An impressive multi-tasker, 130-metre-long TBM completes three jobs: cutting through the earth, removing the spoil by conveyor built to the surface, and installing the concrete segments - 14,735 in total – that will line the twin rail tunnels. There will be a crew of 12 working each shift on the TBM, supported by another team of around 12 above ground.

In keeping with mining tradition, big machines working underground are named after a significant woman to honour St Barbara, the patron saint of miners. New Zealanders helped pick the TBM’s name Dame Whina Cooper after the well-known champion of Māori land and social rights.

TBM facts

  • City Rail Link’s Tunnel Boring Machine (TBM), Dame Whina Cooper, has started excavating the second of two 1.6-kilometre-long tunnels from Mt Eden to central Auckland 

  • The TBM will travel via the underground station under construction below Karangahape Road and is planned to arrive at the Aotea construction site in early spring 

  • The TBM completed its first excavation just before last Christmas and was then dismantled and returned to Mt Eden and reassembled to excavate the second tunnel 

  • The two CRL tunnels are parallel and run underneath some of the city’s most iconic areas, such as Grafton, the central motorway junction, Karangahape Road and the city centre 

  • The TBM works 24/7, operated by a crew of 12 underground and a team of 12 above ground 

  • The TBM multi-tasks underground: excavating the tunnels, removing dirt and rocks to the surface, and installing precast concrete panels that line the tunnel walls 

  • At peak operation, the TBM can travel 32 metres a day 

  • The machine’s diameter is 7.15 metres (an adult giraffe is about six metres tall), weighs 910 tonnes (that’s roughly the combined weight of nine blue whales, the largest animal ever known to have existed), and the total length is 130 metres (a rugby field is up to 120 metres) 

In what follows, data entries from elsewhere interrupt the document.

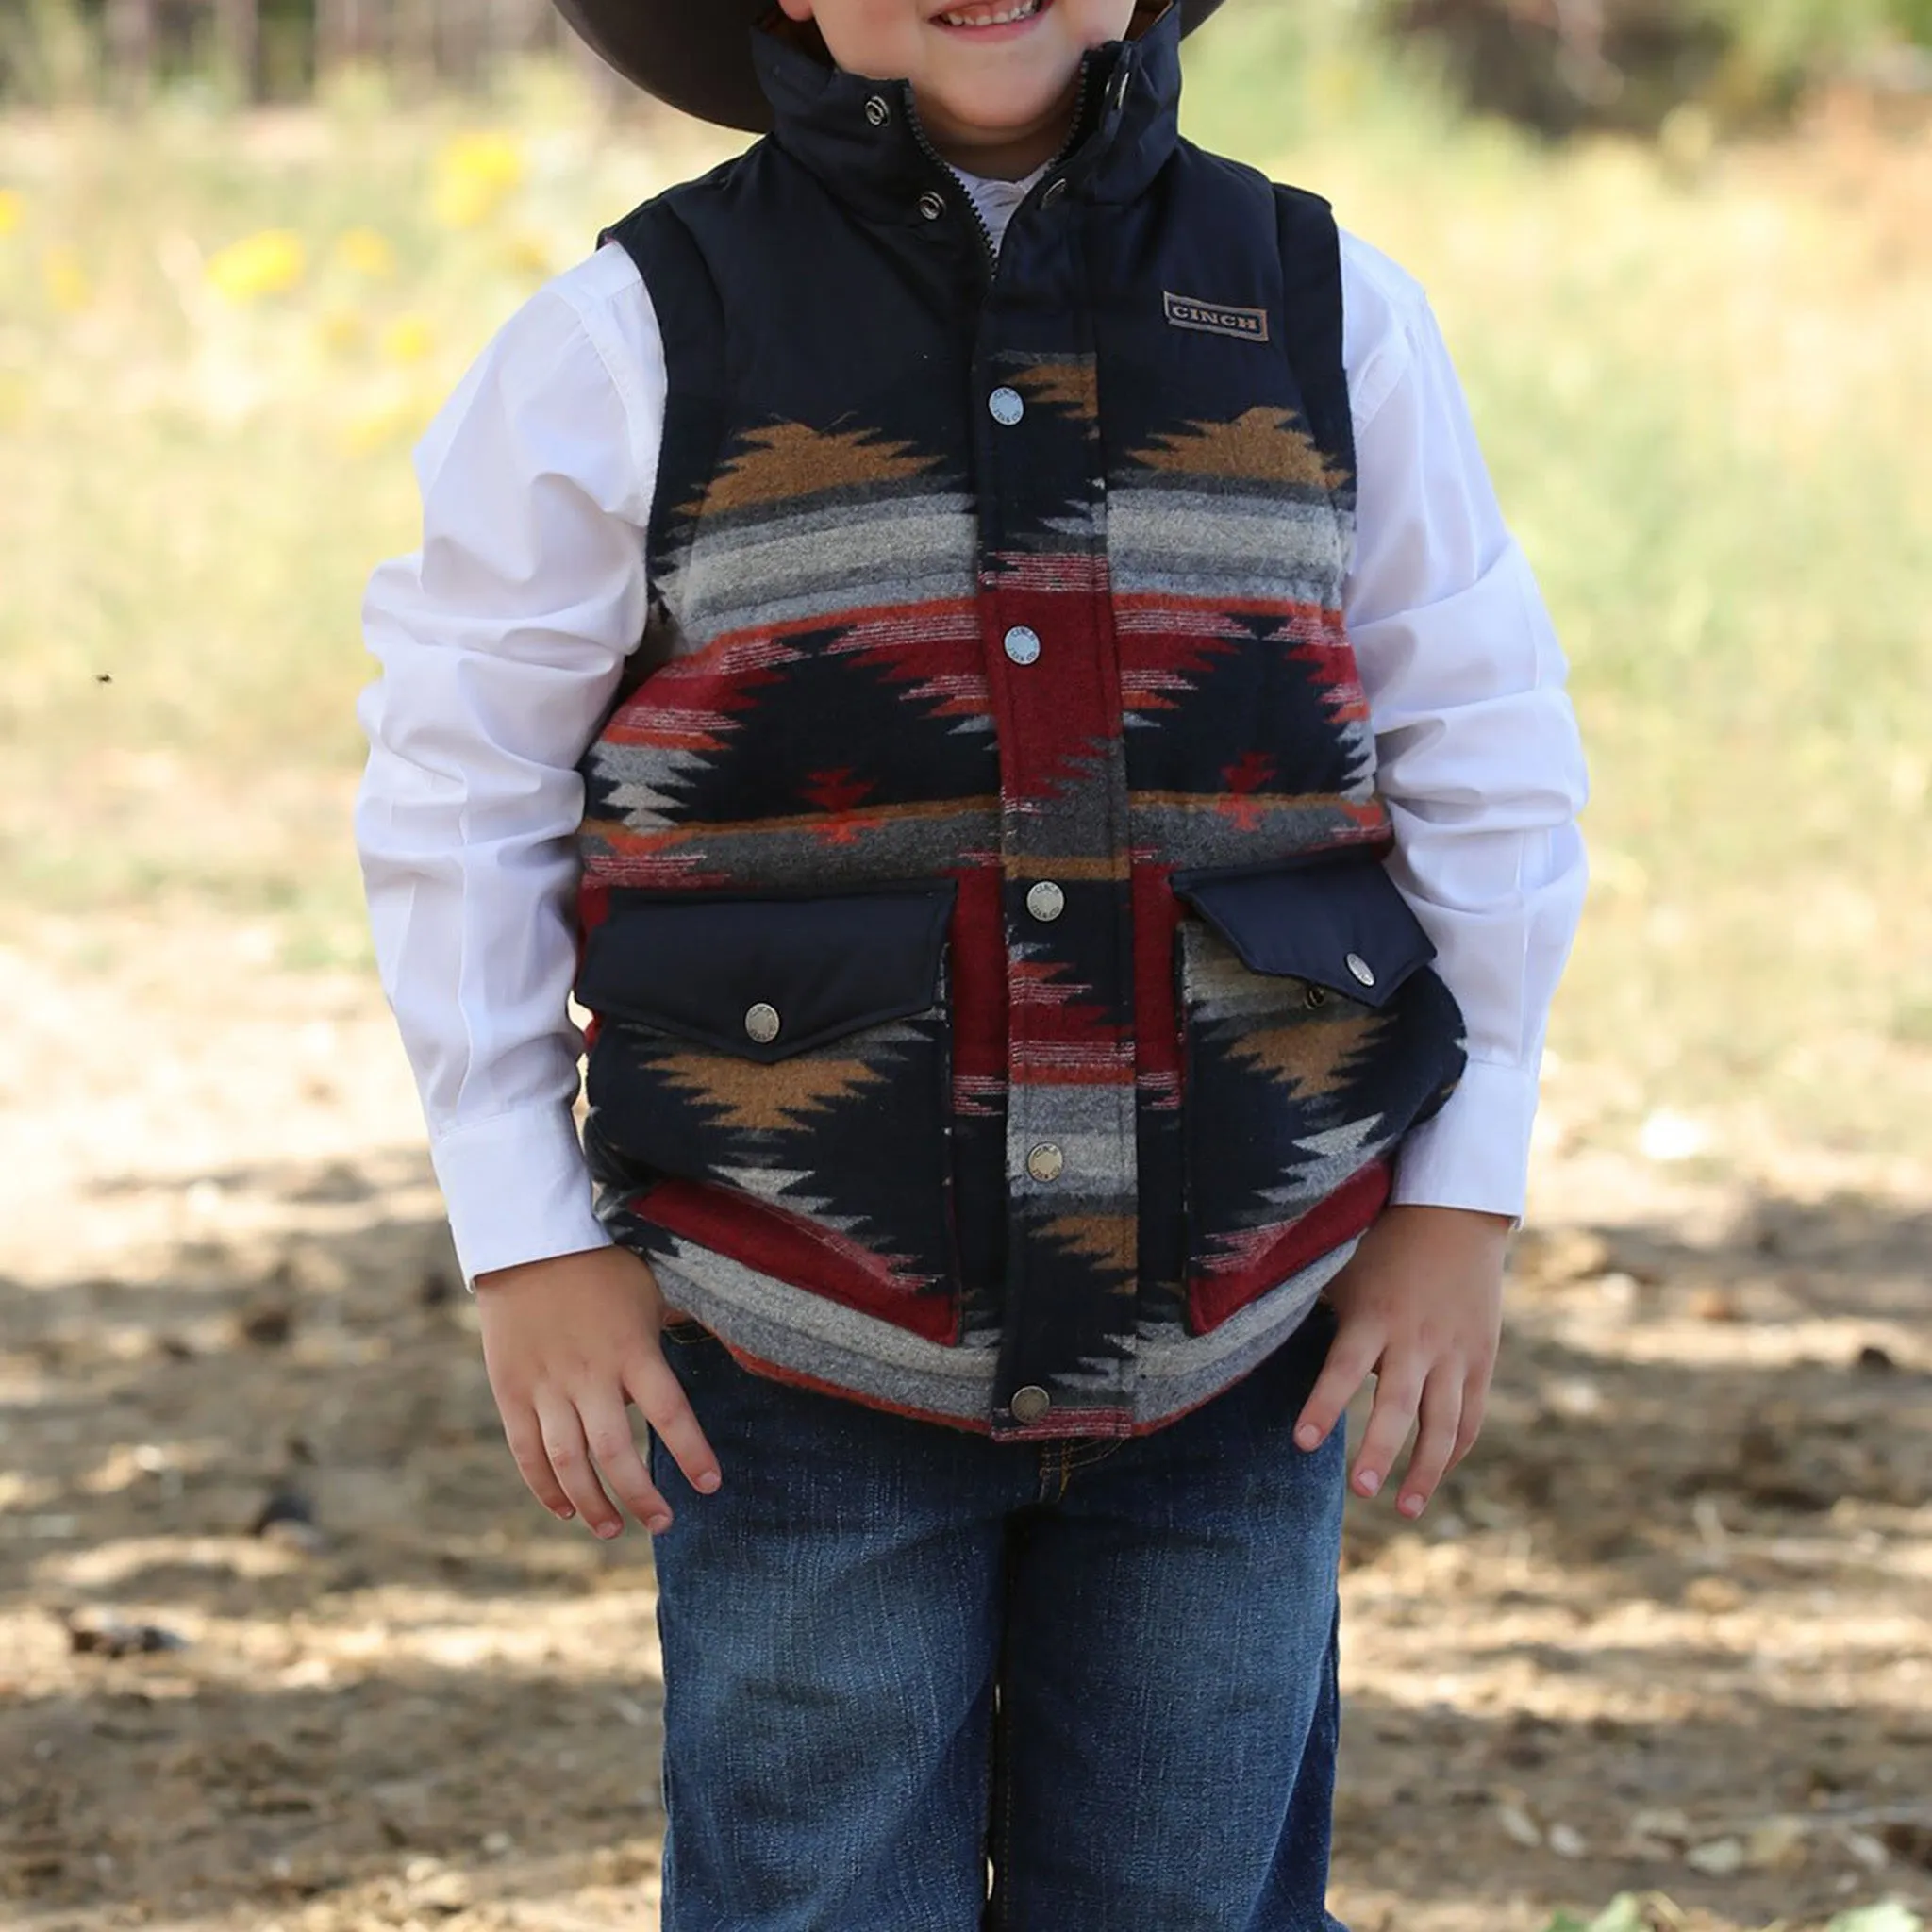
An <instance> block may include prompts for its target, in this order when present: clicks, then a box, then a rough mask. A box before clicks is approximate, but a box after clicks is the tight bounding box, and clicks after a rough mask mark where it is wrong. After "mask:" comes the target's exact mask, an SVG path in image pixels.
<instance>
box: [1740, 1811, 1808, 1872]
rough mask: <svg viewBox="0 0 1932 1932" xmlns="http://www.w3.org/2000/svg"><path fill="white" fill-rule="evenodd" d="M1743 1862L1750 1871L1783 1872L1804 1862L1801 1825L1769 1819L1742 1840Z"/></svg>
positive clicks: (1801, 1863)
mask: <svg viewBox="0 0 1932 1932" xmlns="http://www.w3.org/2000/svg"><path fill="white" fill-rule="evenodd" d="M1745 1862H1747V1864H1748V1866H1750V1868H1752V1870H1754V1872H1785V1870H1791V1868H1793V1866H1797V1864H1803V1862H1804V1826H1803V1824H1801V1822H1799V1820H1797V1818H1770V1820H1766V1822H1764V1824H1760V1826H1758V1828H1756V1830H1754V1832H1752V1833H1750V1835H1748V1837H1747V1839H1745Z"/></svg>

  • The TBM was custom built for central Auckland soil conditions by the German tunnel machine company, Herrenknecht, for the Link Alliance – the group of New Zealand and international companies responsible for the main CRL contract 

  • To honour St Barbara, the patron saint of miners, machines working underground are traditionally named after women of significance and mana – New Zealanders helped CRL chose the name that honours Dame Whina Cooper, the Māori rights champion 

  • An Aotea team member gifted a hard hat painted with Dame Whina Cooper’s image to the TBM crew. The hard hat symbolises the commitment to protecting people’s health, safety and wellbeing, and the connection between each of the project’s main construction areas – Mt Eden, Karangahape and Aotea

  • While the TBM is underground, people above it will feel little to no impacts. This is because it is an Earth Pressure Balanced TBM – it controls and balances the pressure of the earth it excavates which stabilises the tunnel face and reduces the possibility of settlement occurring.